Street Art in Jordan
Street art is a powerful tool. When individuals express themselves on the walls of bustling towns and cities that thousands of people walk or drive by on a daily basis, their art is not confined to sketchbooks or fancy frames. Instead, their art becomes a part of the location as it often times represents a political view, a social struggle, or a personal statement that current inhabitants can learn from or relate to. When people think of “street art,” some cities that come to mind most likely include New York City, Philadelphia, and Boston. However, street art goes far beyond the United States. Jordan is a country with rich art and architecture and is thriving with street artists and graffiti artists especially in the cities. Here are some inspiring street artists and artwork in Jordan.
1.) Jonathan Darby created this piece, Strength, according to Urbanite. Plastered on the outside of a gym specifically designed for women,beige, hints of pink and purple, black, white, and gray compose this painting’s color palette The woman in the painting is wearing a hijab and her eyes are closed.

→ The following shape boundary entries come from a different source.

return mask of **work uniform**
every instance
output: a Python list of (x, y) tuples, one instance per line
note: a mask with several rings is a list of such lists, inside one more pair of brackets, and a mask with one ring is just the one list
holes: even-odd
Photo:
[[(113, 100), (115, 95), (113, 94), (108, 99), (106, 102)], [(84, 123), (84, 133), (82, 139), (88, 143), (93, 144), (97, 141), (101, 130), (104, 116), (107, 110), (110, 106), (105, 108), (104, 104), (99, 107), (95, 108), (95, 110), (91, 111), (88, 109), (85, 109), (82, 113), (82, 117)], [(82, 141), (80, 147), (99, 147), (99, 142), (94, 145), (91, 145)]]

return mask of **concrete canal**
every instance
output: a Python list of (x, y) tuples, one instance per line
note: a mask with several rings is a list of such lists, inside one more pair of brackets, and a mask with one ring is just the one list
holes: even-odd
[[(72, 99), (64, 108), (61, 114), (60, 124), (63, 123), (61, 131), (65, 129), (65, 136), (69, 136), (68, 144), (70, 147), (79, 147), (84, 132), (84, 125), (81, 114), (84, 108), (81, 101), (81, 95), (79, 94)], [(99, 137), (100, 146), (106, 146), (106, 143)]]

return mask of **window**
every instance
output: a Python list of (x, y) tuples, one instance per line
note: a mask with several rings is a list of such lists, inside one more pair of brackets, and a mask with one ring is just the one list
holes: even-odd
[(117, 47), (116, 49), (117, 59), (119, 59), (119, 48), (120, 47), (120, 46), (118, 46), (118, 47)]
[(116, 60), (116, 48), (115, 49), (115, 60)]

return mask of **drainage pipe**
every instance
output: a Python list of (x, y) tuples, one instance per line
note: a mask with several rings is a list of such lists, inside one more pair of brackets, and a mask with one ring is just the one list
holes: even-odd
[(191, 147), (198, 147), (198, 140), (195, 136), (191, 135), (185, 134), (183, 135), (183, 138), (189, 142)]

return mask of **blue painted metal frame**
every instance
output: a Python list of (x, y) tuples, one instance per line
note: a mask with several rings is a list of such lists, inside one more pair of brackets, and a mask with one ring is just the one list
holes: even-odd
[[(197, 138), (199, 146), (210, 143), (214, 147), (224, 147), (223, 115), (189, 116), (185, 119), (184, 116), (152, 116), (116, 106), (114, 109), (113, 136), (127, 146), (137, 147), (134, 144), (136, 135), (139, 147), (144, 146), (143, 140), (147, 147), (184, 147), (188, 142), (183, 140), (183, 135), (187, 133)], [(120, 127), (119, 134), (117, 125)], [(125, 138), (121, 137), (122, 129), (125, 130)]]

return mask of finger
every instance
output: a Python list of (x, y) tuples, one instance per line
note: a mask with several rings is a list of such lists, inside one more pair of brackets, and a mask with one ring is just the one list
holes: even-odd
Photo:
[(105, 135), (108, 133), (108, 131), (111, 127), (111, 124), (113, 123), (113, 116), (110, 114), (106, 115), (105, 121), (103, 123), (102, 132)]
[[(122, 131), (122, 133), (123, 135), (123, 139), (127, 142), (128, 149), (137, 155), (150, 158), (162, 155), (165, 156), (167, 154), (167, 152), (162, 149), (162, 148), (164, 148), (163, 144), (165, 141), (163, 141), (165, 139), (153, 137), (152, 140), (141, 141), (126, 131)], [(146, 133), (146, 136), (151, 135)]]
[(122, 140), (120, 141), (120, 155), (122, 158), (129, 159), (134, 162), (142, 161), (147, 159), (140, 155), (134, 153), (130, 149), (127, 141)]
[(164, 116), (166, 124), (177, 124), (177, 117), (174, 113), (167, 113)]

On her face, there are bits and pieces of Arabic writings. To the right of her face, there are more words in Arabic painted in white. The depth created by what seems like a limited color combination makes this piece of art unique. What makes this mural great is its empowering nature to women in and outside of Jordan.
2.) Wesam Shadid created this mural. Most of us can recognize that he borrowed Pink Floyd’s cover art. However, Shadid included a unique element by producing detailed designs yet maintaining the same array of colors as the original art. The rainbow branches out into his own intricate patterns. The patterns almost resemble symbols similar to flames and snakes.
3.) Laila Ajjawi created this painting. According to Cosmopolitan, Ajjawi was born into a family of Palestinian refugees. She makes a difference through her art by conveying powerful statements regarding women’s freedom, justice, and equality. This particular mural utilizes a lot of blacks, whites, and grays. She also uses red and hints of blues and purples. The woman who only reveals one eye as the other is covered by hair acts as the focal point of the artwork. The black silhouettes of the boy and girl faced back to back below the white figure are also significant details of the message she is expressing.
4.) Pejac painted this piece of street art. Pejac painted a black silhouette of a young boy in shorts and sneakers looking up at the Earth he is holding with a single finger. While the boy is only painted in black, the Earth is painted in blue, green, beige, yellow, and pink. According to Graffiti Street, Pejac said, “On the one hand I’m talking about Jordan, a country that has a long history of hospitality towards refugees. Today, for example, there are over 1.6 million Syrian refugees and over 2 million Palestine refugees in Jordan. On the other hand without knowing it, a big part of Jordan’s population and its future is being determined by, is in the hands of, the kids.” Taking Jordan’s current policy of housing so many refugees from Palestine and Syria into consideration, it is these refugees who have survived hardship who will work to establish laws and social norms that will most likely bring attention to the overlooked minority that ironically make up the majority.